El odio de los ayatolás contra las democracias no es resultado de la política de Estados Unidos respecto de Irán en sí, sino la consecuencia de la ideología fundamentalista islámica, expresada en términos similares por la Hermandad Musulmana en las primeras décadas del siglo XX, por los ayatolás a fines de los 70, por Hezbollah y Hamas desde mediados de los 80 y por todos ellos más Al Qaeda, EI y Boko Haram en el siglo XXI: la libertad de expresión, la diversidad sexual, las costumbres liberales, la propiedad privada y el Estado de derecho son abominaciones del Gran Satán, Estados Unidos, que pervierten el mundo. Nada de lo que hagamos los habitantes de las democracias liberales, excepto cumplir la Sharia como estos grupos y Estados la entienden, nos librará de su guerra santa. Argentina, como la democracia más representativa de la región, ha sufrido el azote del fundamentalismo islámico en dos tristemente célebres ocasiones: la destrucción de la Embajada de Israel en 1992, y el atentado contra la AMIA en 1994.

Obama, como en su momento Jimmy Carter y como Reagan durante el Irangate, está barajando la estrategia del apaciguamiento. En este contexto opaco aparece, sin invitación, por decisión autónoma, el lado argentino del triángulo: la presidenta Cristina Fernández de Kirchner, el canciller Héctor Timerman, el piquetero oficialista Luis D’Elía, acusados por el fallecido fiscal Nisman de planear una maniobra de encubrimiento con los mismos acusados de atentar contra la AMIA, junto a las espadas mediáticas del oficialismo, declaman: “Si Estados Unidos negocia con Irán, o al menos anuncia que lo intenta, ¿por qué no nosotros?”. Van mucho más lejos aún: “Israel, que prefiere el conflicto con Irán, ha hecho lo imposible por embarrar la cancha con la muerte del fiscal Nisman, para mantenernos en un estado de tensión con quienes, de otro modo, como bien lo grafican las conversaciones entre Yussuf y Luis, serían nuestros estupendos amigos iraníes”. Disparatadas podría ser un adjetivo elegante para calificar estas teorías, si no fuera porque se trata de un peligroso intento de manipulación de la opinión pública argentina.

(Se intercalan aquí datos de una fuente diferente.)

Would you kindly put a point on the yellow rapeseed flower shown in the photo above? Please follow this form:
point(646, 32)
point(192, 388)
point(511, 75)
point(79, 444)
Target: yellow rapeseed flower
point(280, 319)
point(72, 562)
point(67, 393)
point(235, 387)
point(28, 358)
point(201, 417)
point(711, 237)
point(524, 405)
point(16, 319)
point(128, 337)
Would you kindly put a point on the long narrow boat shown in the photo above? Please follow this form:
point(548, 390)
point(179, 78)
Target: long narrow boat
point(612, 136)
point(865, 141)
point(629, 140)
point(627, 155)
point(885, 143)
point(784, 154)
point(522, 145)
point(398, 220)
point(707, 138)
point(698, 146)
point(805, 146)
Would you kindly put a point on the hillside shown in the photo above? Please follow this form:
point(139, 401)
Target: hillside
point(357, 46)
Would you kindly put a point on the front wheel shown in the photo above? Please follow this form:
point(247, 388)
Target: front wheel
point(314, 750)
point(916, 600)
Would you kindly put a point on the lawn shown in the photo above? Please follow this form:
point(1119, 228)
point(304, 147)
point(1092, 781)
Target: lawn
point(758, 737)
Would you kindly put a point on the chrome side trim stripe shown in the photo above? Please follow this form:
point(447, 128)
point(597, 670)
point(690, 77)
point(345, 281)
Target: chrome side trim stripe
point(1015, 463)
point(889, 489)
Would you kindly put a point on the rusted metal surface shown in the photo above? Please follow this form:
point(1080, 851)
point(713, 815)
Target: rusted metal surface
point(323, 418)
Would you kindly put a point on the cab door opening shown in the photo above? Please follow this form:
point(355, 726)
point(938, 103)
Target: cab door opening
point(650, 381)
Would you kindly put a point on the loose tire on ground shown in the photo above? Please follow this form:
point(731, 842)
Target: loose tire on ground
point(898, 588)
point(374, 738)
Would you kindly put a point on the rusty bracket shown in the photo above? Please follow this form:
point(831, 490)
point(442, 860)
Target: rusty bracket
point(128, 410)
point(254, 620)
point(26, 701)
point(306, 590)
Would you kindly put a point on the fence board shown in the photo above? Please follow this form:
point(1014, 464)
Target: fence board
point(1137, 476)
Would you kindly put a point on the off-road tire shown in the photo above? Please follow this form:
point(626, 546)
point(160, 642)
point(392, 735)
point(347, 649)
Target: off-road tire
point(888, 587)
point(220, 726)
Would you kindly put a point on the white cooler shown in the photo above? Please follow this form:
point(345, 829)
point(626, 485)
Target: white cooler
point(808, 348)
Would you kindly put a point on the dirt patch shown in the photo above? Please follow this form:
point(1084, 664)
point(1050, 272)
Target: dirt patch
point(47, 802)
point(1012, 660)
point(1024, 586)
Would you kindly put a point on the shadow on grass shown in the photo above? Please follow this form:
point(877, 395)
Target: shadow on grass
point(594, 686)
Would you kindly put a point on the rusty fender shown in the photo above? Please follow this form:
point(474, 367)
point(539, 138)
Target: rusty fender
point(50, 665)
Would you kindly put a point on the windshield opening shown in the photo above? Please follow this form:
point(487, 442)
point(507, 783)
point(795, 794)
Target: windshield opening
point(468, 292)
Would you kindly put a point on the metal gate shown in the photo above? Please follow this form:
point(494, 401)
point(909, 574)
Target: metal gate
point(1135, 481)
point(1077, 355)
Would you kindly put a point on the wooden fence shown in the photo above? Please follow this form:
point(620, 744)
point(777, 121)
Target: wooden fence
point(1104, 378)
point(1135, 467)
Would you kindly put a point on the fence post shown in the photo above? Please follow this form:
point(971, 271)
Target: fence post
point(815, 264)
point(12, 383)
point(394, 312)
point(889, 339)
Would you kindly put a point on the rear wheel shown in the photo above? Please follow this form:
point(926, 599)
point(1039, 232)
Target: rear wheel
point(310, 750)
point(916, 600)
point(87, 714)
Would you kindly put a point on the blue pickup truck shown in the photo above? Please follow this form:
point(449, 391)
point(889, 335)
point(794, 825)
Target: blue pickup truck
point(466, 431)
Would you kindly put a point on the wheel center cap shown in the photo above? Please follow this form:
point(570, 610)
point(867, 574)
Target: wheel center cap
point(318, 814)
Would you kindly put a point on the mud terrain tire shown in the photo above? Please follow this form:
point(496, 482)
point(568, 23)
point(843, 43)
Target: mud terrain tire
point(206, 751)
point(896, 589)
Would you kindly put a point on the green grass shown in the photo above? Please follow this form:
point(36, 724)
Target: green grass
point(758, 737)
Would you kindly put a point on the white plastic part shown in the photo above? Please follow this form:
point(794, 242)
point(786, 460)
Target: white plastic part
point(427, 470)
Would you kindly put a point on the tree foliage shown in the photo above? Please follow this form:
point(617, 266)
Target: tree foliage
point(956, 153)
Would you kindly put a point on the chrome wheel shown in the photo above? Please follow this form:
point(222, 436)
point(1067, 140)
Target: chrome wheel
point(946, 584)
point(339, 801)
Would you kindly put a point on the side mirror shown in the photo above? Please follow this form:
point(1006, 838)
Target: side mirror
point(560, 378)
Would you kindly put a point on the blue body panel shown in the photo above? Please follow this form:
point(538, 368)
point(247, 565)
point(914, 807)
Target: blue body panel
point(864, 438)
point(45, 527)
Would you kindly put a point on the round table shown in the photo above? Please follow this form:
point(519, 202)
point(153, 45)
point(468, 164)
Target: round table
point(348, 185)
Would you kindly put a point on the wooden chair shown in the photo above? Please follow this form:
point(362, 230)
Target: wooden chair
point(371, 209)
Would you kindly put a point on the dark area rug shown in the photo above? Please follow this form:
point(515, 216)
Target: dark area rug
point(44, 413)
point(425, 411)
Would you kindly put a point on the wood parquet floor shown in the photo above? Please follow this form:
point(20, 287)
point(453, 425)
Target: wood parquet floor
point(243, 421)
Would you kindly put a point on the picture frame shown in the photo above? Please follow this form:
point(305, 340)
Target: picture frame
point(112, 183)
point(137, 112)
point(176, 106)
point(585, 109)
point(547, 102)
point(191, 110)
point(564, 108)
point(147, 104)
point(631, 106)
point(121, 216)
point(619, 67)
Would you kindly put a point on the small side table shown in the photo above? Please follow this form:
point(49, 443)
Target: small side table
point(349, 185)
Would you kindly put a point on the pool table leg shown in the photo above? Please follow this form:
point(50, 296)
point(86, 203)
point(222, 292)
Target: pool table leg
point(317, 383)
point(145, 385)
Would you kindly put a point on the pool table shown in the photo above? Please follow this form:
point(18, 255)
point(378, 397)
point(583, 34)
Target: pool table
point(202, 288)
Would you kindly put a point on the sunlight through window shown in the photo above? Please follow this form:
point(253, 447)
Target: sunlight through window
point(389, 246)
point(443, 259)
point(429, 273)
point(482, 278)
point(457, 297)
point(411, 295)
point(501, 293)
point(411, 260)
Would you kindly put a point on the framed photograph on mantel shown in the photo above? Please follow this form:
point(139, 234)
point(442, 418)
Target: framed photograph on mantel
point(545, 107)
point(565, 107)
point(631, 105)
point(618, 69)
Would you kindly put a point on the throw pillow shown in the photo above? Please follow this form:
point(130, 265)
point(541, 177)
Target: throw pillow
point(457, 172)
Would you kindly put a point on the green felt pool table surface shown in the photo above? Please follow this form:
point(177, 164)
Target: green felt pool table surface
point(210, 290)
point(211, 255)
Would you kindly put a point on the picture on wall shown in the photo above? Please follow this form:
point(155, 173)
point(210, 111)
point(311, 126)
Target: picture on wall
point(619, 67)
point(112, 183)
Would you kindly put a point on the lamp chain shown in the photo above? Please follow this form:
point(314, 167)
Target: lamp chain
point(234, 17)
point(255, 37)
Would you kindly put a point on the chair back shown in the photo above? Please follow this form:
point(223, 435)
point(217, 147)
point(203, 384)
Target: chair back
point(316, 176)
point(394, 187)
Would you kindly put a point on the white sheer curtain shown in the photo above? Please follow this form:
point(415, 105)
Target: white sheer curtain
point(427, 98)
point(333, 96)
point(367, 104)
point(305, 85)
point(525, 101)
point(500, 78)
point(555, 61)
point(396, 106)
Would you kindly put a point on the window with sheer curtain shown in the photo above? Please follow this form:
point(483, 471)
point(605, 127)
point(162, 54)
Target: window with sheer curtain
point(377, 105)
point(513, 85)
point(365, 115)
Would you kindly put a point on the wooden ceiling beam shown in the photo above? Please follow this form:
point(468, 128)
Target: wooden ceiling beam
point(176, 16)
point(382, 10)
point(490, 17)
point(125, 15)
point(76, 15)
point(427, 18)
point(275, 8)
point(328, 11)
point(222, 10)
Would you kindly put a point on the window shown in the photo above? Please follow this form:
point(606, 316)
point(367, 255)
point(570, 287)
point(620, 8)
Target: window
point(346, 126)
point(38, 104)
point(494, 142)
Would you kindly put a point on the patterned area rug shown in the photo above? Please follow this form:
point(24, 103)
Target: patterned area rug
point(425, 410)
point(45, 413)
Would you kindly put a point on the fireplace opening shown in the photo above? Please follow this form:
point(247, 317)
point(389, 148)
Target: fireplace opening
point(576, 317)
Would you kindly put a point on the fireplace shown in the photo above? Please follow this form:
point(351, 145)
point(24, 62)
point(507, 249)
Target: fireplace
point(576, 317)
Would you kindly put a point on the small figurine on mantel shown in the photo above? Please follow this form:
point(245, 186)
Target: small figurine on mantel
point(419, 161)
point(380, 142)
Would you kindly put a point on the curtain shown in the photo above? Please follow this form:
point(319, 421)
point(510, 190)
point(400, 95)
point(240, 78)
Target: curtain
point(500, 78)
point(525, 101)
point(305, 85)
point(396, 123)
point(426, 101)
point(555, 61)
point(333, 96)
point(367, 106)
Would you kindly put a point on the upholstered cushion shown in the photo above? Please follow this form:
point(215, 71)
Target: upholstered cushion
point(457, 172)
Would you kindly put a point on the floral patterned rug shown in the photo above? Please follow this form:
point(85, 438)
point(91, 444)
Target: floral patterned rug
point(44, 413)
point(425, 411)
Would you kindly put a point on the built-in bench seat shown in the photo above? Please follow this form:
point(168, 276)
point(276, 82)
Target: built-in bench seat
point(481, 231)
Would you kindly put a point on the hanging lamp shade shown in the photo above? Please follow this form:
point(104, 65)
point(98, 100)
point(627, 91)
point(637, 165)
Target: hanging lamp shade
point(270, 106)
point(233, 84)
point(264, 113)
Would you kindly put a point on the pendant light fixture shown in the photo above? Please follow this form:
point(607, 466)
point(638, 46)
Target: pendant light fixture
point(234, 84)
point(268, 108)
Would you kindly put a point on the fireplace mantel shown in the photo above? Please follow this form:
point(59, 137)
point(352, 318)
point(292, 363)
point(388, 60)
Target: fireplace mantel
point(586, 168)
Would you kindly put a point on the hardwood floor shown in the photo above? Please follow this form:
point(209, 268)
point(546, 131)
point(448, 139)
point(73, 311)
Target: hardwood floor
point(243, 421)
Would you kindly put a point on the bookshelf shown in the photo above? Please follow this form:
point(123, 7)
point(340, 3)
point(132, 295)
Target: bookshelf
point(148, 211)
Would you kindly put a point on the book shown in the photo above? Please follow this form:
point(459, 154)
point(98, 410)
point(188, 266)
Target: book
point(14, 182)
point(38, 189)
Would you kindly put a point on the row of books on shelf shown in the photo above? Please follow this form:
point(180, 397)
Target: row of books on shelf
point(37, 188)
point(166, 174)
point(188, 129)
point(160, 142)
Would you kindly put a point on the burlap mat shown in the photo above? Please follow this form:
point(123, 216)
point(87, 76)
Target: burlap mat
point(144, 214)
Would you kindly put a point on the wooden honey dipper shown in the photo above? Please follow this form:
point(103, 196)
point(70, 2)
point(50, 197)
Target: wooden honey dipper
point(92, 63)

Estados Unidos no está hoy reclamando por rehenes, ni intentando resolver un atentado terrorista. Ya sabemos cómo lidiaron las administraciones de Bush y de Obama con los atentados contra las Torres Gemelas: invadieron Afganistán, invadieron Irak, apresaron a miles de sospechosos y finalmente mataron a Bin Laden. No se puede decir que hayan negociado. Lo que sí están negociando ahora es cuán libres le dejarán las manos a Irán respecto de Israel. Los ayatolás, sin distinción de nombres ni de grados, han declarado una y otra vez su intención de exterminar a la única democracia del Medio Oriente. La posible decisión de Obama de subestimar la amenaza iraní no equivale a una disociación directa respecto de Israel, sino al abandono de ciertas responsabilidades globales, tras el agotamiento norteamericano de tres cuartos de siglo a cargo del mantenimiento del orden mundial.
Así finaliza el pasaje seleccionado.